You can throw as much money as you like at your event but that won’t change the fact that it’s at home, where you’ve been every day for the past 10 months – which does tend to take the shine off things a little. Sadly this can’t be helped but Roxburgh does have some creative ideas for switching things up. “Rearranging furniture is a great way to make rooms feel different,” he says. “If your event is a wedding or anniversary you should also find a good florist. Once you’ve filled your home with candles and flowers it will feel like a completely different place.”

Pick a theme

Food is the centrepiece of many a special occasion, and while there are plenty of restaurants ready and waiting to deliver a fine dining feast to your door, it’s up to you to take your cuisine of choice and run with it. “I’ve recently discovered a catering company called Rocket which does a monthly online cook-along,” says Roxburgh. “They send you all the ingredients for a meal for two and then show you how to prepare it.
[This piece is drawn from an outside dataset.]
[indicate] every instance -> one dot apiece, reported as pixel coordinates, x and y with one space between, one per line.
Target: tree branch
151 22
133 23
Each month is a different theme – a friend was turning 80 recently and I sent them four boxes so they and their family could cook a Nordic meal with reindeer and trout and themed cocktails. It’s a very, very enjoyable way to spend an evening.”
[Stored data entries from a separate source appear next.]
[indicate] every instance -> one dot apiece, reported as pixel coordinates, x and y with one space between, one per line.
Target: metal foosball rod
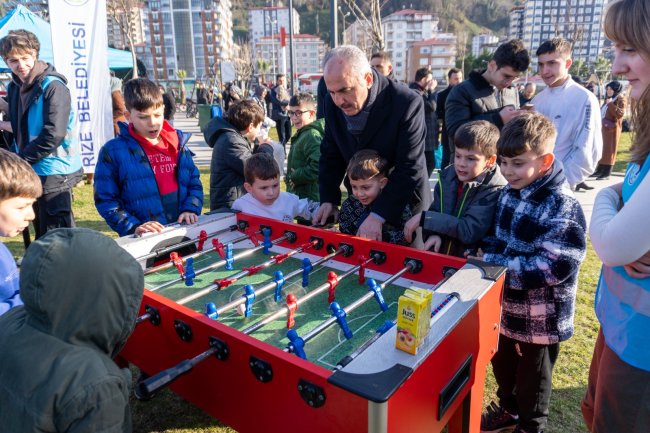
285 310
220 284
221 263
202 238
272 285
216 246
146 388
373 292
446 304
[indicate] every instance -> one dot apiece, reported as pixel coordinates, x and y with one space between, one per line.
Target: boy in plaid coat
540 237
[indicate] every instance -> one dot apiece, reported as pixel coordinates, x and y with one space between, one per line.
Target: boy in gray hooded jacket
81 295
The key to elevating such a meal, Roxburgh explains, is to take the theme and create an entire evening around it. “Say the theme was Venice,” he says. “Make everything – the decorations, the music, the drinks – Venetian. You could order battery powered gondolas and put them in a trough of water down your table to turn it into the Grand Canal or put postcards and pictures of Venice everywhere. With a little imagination that could be a really fun evening.”

Remember this isn’t forever

While the thought of marking a milestone birthday or anniversary in lockdown may seem utterly depressing, Roxburgh does have some words of hope for the future. “As soon as lockdown is over people are going to go mad. The Roaring Twenties will be the theme of the year,” he says, explaining that he already has events with guest lists in the hundreds booked for the tail end of 2021.

There is also, of course, no reason you can’t have that 30th birthday party or big wedding reception once restrictions are lifted, but, Roxburgh believes, the way in which people view events has fundamentally shifted. “People’s whole perception of weddings and entertaining has changed,” he says. “People aren’t obsessed with huge parties for 300 anymore. They think parties for 20 or 30 are much nicer.” So, if your party has a guest list of just four or five, you’re well ahead of the curve.